Psychiatrists or administrators do not appear in front of these boards to battle legal precedents. If their best scientific and clinical opinion is not accepted, that is a decision that the board, like any other judicial or quasi-judicial body, is entitled to make. In my opinion, it would be the board, not the psychiatrist or administrator, who must defend that decision in case of appeal. The boards also exist to protect patients' rights, so postponing this responsibility by adding layers or volumes of legal argumentation does not make the decision easier or less momentous for the patient.

The issue, therefore, is not only financial, but ideological, as well. Financially, we as Canadians have a collective responsibility to ensure that our health system does not collapse under the weight of demands that, even if reasonable, could be done without or could be assumed by the professionals already in the system. Faced with a choice between doctors, nurses, occupational therapists or lawyers, who would a patient choose? What would a responsible administrator decide? It certainly would not be practical to add another layer of professionals to a system already overburdened by demands and incapable of sustaining an adequate number of nurses and physicians to meet these demands. Legal services do not come cheap; over-legalizing the system will simply divert precious health dollars to needs that may no longer exist. A very strong argument, therefore, would have to be made to add lawyers to the payroll, especially when clinicians are not the enemies of patients' rights and exist, first and foremost, to provide them with the best treatment and to advocate for and protect their rights.
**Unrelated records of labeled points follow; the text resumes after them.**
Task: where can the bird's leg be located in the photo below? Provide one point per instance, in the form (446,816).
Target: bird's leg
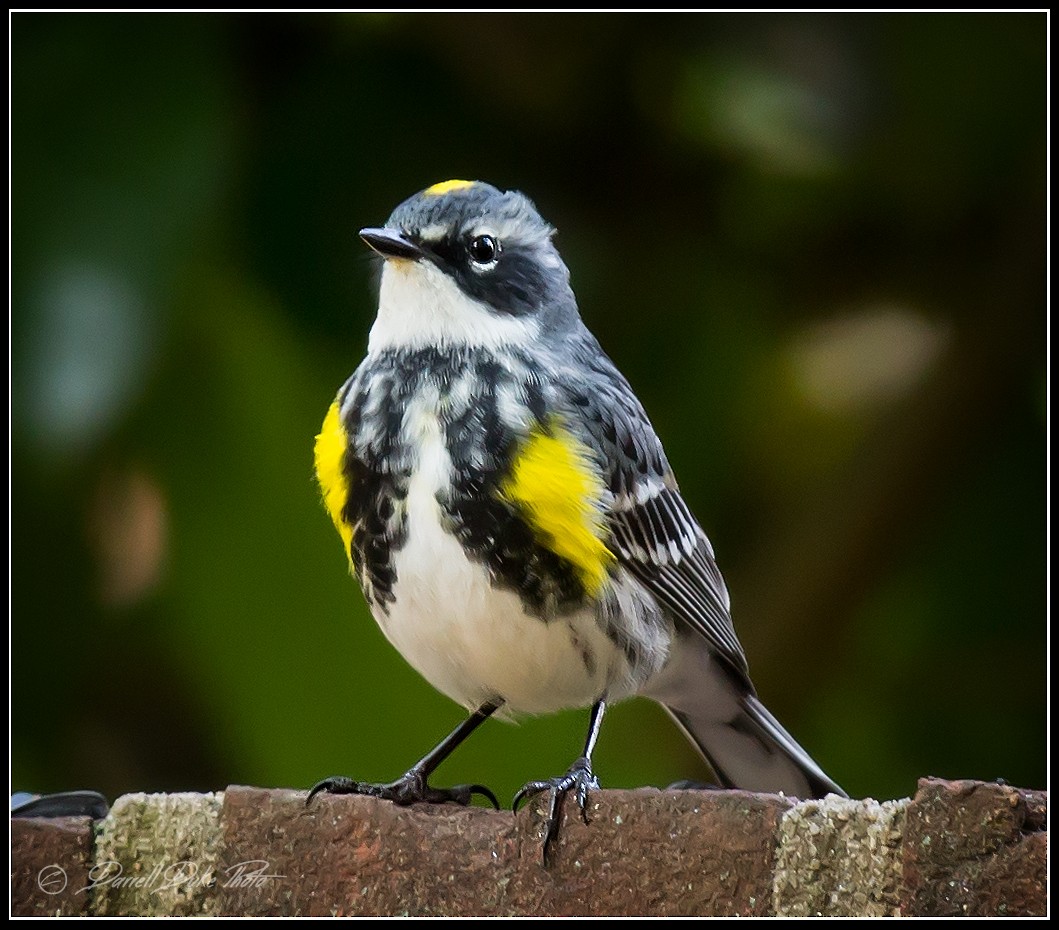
(412,786)
(578,778)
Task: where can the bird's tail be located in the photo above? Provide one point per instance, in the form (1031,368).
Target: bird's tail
(745,745)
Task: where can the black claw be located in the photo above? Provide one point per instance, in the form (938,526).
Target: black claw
(579,779)
(411,788)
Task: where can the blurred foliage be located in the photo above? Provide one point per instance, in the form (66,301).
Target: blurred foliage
(815,245)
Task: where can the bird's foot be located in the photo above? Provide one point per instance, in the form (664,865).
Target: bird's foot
(578,779)
(410,788)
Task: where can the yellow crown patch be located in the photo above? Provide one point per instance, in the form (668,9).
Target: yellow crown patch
(446,186)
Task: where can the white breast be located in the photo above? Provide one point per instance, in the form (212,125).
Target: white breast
(471,641)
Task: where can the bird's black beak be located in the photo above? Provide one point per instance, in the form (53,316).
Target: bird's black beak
(391,244)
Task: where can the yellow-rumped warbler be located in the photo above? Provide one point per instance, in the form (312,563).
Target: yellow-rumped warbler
(510,514)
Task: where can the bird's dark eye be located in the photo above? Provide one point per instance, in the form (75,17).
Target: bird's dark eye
(484,250)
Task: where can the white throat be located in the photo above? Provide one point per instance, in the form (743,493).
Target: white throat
(420,306)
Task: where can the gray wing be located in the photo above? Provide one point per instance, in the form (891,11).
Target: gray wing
(652,531)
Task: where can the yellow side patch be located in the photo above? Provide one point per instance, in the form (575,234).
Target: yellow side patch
(329,454)
(446,186)
(555,484)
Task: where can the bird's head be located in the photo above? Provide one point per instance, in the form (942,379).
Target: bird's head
(469,265)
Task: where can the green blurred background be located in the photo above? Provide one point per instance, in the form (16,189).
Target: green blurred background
(815,245)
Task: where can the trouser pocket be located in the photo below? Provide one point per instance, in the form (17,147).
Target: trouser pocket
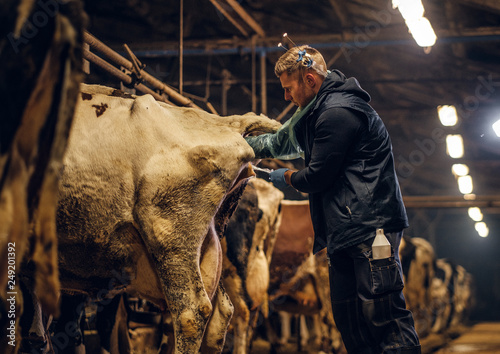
(385,276)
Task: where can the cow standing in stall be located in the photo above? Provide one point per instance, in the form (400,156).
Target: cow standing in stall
(40,72)
(300,282)
(418,261)
(247,247)
(146,191)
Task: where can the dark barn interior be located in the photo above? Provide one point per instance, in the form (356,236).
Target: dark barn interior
(228,61)
(219,56)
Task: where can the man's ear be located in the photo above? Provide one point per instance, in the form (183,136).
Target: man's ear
(310,80)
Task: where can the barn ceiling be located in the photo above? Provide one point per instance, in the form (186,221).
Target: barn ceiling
(230,47)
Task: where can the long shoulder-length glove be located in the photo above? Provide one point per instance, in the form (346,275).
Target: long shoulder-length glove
(281,178)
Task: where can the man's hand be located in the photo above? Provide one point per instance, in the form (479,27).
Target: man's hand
(278,177)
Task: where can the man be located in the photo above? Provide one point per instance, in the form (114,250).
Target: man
(353,190)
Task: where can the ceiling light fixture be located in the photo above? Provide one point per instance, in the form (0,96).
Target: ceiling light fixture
(455,146)
(496,127)
(482,229)
(419,26)
(448,115)
(465,184)
(475,214)
(459,169)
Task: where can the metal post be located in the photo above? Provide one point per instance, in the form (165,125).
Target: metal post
(263,83)
(254,76)
(181,44)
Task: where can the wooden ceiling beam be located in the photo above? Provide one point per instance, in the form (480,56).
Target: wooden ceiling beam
(489,5)
(386,35)
(247,18)
(231,19)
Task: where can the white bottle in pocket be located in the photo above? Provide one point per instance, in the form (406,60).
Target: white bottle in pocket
(381,248)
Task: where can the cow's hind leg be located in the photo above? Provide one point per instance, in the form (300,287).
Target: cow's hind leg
(215,334)
(177,263)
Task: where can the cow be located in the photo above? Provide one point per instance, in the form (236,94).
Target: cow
(146,192)
(418,262)
(41,68)
(452,295)
(247,247)
(300,282)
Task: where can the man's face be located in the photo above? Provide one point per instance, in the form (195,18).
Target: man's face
(296,90)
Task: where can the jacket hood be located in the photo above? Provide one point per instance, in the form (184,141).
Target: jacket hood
(336,81)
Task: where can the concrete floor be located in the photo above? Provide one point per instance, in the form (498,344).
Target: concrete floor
(482,338)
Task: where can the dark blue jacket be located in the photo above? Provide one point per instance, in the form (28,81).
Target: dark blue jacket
(349,175)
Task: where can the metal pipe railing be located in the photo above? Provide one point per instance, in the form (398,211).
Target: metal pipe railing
(99,46)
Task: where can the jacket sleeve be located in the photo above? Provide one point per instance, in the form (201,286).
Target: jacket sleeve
(337,131)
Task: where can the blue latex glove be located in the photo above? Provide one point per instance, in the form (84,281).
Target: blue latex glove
(277,177)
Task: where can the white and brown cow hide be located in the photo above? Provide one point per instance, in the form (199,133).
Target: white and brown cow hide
(418,263)
(299,281)
(247,247)
(40,72)
(146,191)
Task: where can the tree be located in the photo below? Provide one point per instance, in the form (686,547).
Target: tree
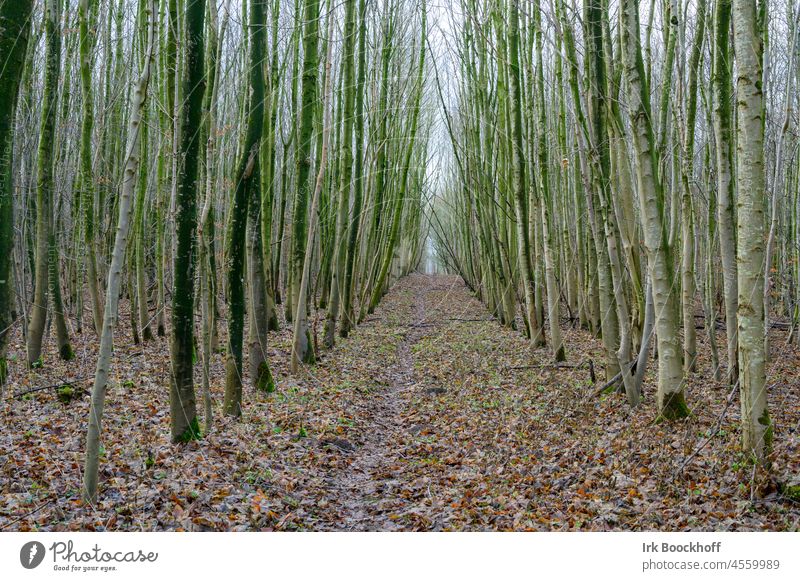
(14,34)
(183,412)
(92,458)
(247,185)
(670,397)
(47,280)
(750,181)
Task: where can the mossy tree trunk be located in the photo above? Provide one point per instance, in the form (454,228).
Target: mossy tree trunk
(183,410)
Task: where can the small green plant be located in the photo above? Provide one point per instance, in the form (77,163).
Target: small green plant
(66,393)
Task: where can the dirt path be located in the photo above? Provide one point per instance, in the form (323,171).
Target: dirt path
(367,487)
(429,416)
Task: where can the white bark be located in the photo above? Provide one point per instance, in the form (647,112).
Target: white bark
(90,474)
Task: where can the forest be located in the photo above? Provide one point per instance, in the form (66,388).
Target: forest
(399,265)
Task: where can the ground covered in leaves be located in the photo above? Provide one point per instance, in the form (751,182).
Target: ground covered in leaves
(431,416)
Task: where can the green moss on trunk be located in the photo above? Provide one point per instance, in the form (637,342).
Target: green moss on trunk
(265,381)
(192,432)
(674,408)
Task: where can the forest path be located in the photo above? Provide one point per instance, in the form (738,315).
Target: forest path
(369,488)
(429,416)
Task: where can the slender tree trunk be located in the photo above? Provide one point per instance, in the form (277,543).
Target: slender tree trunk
(91,462)
(757,426)
(247,182)
(670,397)
(183,412)
(14,33)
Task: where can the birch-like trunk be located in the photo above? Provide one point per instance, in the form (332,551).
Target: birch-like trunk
(756,424)
(91,462)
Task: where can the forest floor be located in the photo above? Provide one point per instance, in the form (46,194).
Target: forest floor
(431,416)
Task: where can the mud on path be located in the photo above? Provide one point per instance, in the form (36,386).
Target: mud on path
(430,416)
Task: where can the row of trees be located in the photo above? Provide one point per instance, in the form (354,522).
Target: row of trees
(614,172)
(205,158)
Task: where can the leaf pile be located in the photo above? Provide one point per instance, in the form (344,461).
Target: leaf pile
(431,416)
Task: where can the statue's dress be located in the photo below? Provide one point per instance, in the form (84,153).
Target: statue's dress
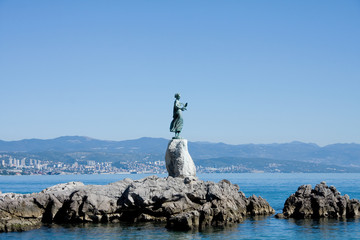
(177,122)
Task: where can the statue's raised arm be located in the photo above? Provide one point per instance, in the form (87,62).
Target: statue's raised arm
(177,122)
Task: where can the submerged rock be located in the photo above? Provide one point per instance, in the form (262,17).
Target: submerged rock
(321,202)
(184,203)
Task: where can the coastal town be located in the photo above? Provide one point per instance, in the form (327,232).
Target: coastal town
(10,165)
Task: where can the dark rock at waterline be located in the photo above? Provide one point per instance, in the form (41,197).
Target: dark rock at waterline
(321,202)
(183,203)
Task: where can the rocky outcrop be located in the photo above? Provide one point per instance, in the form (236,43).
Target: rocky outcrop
(183,203)
(178,160)
(321,202)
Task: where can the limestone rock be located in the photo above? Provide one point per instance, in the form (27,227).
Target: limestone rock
(184,203)
(178,160)
(321,202)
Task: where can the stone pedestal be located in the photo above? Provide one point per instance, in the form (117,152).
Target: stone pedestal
(178,160)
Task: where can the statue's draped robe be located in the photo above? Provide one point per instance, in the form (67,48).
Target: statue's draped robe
(177,122)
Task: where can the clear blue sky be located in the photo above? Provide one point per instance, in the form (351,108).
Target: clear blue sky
(252,71)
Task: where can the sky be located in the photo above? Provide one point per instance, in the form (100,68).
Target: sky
(251,71)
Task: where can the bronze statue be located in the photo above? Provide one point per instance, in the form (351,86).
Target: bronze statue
(177,122)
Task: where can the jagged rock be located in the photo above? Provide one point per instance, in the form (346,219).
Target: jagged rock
(184,203)
(320,202)
(178,160)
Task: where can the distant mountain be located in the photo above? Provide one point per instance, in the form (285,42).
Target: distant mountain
(346,155)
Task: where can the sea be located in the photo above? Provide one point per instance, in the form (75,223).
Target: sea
(274,187)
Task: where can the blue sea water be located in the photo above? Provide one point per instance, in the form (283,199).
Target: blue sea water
(274,187)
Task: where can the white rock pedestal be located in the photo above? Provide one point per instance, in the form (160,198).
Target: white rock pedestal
(178,160)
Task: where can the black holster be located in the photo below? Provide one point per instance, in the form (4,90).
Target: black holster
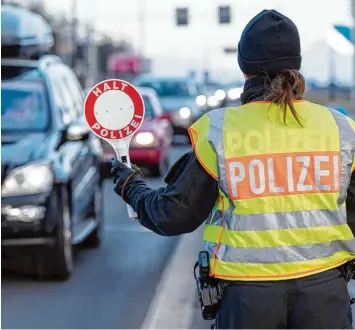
(209,289)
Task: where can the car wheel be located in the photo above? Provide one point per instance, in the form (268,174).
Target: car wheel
(58,261)
(94,239)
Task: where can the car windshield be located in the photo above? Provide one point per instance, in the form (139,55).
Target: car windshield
(168,88)
(149,112)
(24,106)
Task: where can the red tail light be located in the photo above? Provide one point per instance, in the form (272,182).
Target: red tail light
(166,116)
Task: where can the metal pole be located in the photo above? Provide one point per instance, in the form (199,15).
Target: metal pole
(141,26)
(74,11)
(353,37)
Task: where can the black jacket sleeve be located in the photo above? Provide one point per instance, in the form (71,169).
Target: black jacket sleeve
(350,203)
(182,206)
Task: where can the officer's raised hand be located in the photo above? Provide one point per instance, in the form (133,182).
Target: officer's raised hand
(125,179)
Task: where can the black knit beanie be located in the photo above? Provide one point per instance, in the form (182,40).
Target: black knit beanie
(270,44)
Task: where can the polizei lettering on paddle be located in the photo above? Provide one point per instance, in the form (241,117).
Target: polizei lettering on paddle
(138,109)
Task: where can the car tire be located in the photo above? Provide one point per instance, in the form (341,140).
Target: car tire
(162,168)
(57,261)
(94,238)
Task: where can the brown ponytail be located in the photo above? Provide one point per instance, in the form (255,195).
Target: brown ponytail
(286,87)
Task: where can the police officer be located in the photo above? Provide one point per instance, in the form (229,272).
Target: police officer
(271,178)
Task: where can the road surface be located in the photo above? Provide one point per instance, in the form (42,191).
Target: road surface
(136,279)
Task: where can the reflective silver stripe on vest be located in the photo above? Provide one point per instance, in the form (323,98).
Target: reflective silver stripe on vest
(280,254)
(347,150)
(215,138)
(281,220)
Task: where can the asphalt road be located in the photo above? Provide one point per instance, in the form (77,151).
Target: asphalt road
(135,279)
(111,287)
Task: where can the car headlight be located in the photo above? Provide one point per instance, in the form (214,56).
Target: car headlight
(212,101)
(144,139)
(26,180)
(185,113)
(201,100)
(220,94)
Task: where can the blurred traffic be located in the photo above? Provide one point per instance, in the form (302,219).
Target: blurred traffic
(56,184)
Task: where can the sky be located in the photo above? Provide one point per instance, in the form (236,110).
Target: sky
(201,44)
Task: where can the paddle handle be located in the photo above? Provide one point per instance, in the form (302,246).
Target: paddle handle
(123,156)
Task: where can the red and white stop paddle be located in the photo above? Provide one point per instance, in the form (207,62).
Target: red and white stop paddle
(114,111)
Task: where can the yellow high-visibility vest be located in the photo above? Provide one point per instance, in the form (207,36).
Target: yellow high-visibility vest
(281,211)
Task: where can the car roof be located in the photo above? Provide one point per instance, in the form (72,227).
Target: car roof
(160,78)
(147,91)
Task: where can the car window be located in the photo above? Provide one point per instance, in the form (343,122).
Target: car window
(73,85)
(24,106)
(168,88)
(149,110)
(59,98)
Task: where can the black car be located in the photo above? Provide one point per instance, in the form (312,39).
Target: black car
(50,166)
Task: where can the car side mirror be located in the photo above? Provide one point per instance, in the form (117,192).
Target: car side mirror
(77,132)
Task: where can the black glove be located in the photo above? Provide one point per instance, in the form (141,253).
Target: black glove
(123,175)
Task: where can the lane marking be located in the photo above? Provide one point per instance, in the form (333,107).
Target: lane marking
(173,306)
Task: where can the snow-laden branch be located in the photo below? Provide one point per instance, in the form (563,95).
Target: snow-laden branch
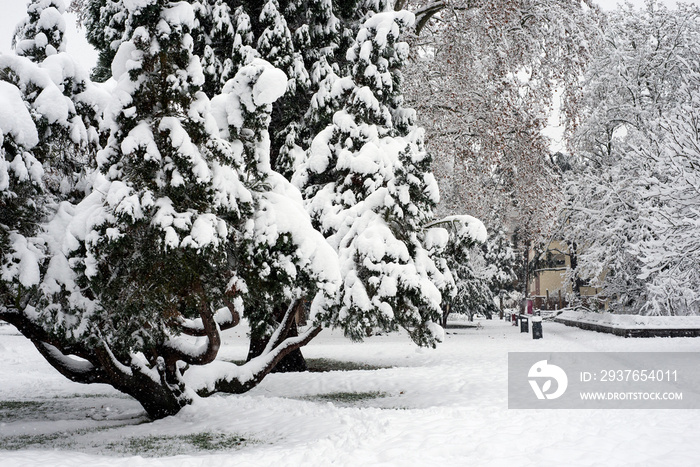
(75,369)
(234,379)
(225,318)
(180,349)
Ideologically, if clinicians are not the patient's enemy and if their role is to advise the boards to the best of their clinical and scientific ability, why would they need to arm themselves with a cadre of lawyers? Why distort the optics that the patient, the board and the patients' advocates should have of the clinicians? What we need is not the fast fix that Bay advocates, but a vigorous debate on the role of clinicians and lawyers in the mental health system and a clear statement of the expectations of both when they appear in front of the mental health boards.

Dr. Julio Arboleda-Florez is head of the Department of Psychiatry at Queen's University in Kingston, Ontario.